Age, education level and income were not good indicators of patients' willingness to adopt personal health records according to the results of a recently published study, though the patients' perceived ability to access and understand the information was.
Researchers from the University of Central Florida in Orlando polled 562 patients in a physician practice that was considering offering PHRs, but wanted to know whether patients would use them. Their findings, published in Perspectives in Health Information Management, did not support the notion that older, less educated and low-income patients would be less willing to adopt PHRs.

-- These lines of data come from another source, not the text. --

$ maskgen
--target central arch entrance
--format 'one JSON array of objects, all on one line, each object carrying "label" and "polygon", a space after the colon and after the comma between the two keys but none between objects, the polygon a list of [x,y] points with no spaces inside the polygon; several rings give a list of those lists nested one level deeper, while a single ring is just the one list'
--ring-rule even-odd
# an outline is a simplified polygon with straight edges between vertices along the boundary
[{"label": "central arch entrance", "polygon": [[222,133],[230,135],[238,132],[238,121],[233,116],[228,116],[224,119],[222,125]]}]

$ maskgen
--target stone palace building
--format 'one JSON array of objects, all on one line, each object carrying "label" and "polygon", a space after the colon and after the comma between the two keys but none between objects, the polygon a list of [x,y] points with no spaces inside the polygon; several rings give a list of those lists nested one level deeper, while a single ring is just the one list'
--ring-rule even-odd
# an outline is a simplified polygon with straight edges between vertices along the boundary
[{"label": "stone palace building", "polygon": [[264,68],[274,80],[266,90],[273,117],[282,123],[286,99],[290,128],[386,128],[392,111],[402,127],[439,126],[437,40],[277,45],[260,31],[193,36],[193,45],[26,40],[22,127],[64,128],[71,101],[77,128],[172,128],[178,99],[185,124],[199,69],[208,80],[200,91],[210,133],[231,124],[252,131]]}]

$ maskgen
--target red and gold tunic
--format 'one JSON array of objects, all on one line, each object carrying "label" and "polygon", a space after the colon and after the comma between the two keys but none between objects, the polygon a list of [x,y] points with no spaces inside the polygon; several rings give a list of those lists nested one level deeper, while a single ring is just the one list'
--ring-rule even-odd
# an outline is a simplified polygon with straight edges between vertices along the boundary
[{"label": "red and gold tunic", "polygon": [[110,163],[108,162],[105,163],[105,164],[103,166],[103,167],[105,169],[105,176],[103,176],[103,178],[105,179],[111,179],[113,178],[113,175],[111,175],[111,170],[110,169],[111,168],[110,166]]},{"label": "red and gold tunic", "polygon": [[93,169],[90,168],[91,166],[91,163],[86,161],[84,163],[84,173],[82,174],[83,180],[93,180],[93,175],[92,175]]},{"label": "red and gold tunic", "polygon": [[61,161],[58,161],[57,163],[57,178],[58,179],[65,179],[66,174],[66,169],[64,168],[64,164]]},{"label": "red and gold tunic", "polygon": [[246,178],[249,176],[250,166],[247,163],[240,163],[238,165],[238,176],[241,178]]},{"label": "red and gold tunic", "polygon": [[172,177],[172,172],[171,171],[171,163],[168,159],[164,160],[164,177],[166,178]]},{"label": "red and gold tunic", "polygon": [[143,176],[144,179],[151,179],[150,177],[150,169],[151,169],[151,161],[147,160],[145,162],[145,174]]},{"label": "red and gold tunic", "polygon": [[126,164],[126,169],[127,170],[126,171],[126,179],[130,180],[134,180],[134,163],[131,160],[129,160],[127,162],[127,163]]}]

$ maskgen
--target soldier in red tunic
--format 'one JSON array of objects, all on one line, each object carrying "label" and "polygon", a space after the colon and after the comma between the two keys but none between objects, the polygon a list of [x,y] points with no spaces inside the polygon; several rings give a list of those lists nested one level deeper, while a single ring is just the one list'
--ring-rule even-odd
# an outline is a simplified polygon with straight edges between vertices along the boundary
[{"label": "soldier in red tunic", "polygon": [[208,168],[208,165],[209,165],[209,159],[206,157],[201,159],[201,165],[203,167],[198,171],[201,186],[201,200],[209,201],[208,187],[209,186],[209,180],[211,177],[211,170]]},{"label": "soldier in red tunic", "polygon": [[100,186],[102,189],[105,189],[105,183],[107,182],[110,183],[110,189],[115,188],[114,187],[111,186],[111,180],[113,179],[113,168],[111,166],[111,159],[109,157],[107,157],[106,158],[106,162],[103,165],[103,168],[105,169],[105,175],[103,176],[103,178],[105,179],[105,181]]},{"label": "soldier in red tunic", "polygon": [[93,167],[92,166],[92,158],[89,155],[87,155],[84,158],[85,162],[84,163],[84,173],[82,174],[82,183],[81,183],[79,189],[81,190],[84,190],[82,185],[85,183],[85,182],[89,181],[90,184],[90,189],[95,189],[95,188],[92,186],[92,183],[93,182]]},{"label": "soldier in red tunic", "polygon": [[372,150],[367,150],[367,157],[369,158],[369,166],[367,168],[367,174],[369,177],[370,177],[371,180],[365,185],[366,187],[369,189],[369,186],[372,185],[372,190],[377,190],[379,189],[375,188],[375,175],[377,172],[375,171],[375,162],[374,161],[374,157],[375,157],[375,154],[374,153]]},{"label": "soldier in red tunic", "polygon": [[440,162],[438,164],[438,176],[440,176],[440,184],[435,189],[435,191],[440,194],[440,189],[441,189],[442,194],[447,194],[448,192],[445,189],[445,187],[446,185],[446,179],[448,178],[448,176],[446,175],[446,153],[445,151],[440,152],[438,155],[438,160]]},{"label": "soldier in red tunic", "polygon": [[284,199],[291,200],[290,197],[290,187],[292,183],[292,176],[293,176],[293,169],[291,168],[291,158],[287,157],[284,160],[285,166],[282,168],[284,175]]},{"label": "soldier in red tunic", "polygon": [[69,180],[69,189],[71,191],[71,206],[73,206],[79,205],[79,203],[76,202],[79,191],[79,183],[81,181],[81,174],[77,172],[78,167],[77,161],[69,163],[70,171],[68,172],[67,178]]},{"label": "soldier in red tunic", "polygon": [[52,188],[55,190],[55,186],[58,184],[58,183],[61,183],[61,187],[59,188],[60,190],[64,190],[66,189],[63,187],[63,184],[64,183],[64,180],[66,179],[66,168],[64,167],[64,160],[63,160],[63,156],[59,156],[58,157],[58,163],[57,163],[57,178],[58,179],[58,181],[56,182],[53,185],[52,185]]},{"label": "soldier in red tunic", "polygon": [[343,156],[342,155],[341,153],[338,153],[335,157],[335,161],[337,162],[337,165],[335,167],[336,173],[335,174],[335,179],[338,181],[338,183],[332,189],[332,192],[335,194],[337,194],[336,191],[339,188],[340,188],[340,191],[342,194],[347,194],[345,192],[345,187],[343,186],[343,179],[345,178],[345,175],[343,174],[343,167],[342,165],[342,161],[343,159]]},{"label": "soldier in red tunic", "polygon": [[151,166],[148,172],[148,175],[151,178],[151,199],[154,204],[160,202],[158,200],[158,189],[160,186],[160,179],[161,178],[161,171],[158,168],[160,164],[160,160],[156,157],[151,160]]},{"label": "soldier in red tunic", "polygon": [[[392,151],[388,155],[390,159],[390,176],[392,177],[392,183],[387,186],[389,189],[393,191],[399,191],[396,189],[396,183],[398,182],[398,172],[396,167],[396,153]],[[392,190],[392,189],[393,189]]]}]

Of the total, 74 percent of the participants indicated that they would adopt a PHR. In the most common age group (41-55), 77 percent said they would use a PHR. Fifty-two percent of the patients had a high school education or less, yet 71 percent of that group expressed willingness to adopt a PHR. Meanwhile, 59 percent of patients were in the lowest income category (less than $20,000 annually) for 2008, and 75 percent of those indicated a willingness to use a PHR.
An eight-question survey was used to determine patients' perceived ability to access the information on the Internet (ehealth literacy) and to understand the medical information and use it to make health decisions (health literacy). Among those willing to use PHRs, 65 percent indicated they had a high level of health literacy, while 35 percent felt unsure of their ability to effectively use the information provided. Among those not planning to use a PHR, only 38 percent rated their health literacy as high.
Meanwhile, there were gaps between the pro-PHR and anti-PHR groups in whether patients agreed with certain statements related to ehealth literacy, including:
- "I know how to use the Internet to answer my questions about health": 76 percent of those willing to use PHRs agreed, compared with only 48 percent of those not planning to use PHRs.
- "I know how to use the health information I find on the Internet to help me": 72 percent vs. 41 percent.
- "I can tell high-quality health resources from low-quality health resources on the Internet": 50 percent of patients who intend to adopt the PHR agreed with this statement, compared with 24 percent of those not willing to adopt PHRs.
The authors stressed the need for providers to equip patients with tools and staff to help them learn to be comfortable with accessing their information online and with interpreting information correctly. They stressed the need for glossaries of terms and "plain language" to make communication more effective.
The study did not measure whether the patients actually did adopt PHRs. Previous studies have reported that patients want to manage their own health records, but then grow complacent about actually doing it.
Kaiser Permanente recently reported that 4 million members--or 63 percent--use its PHR system, called My Health Manager, though a study published at the beginning of the year found most people don't take advantage of the opportunity when it's offered.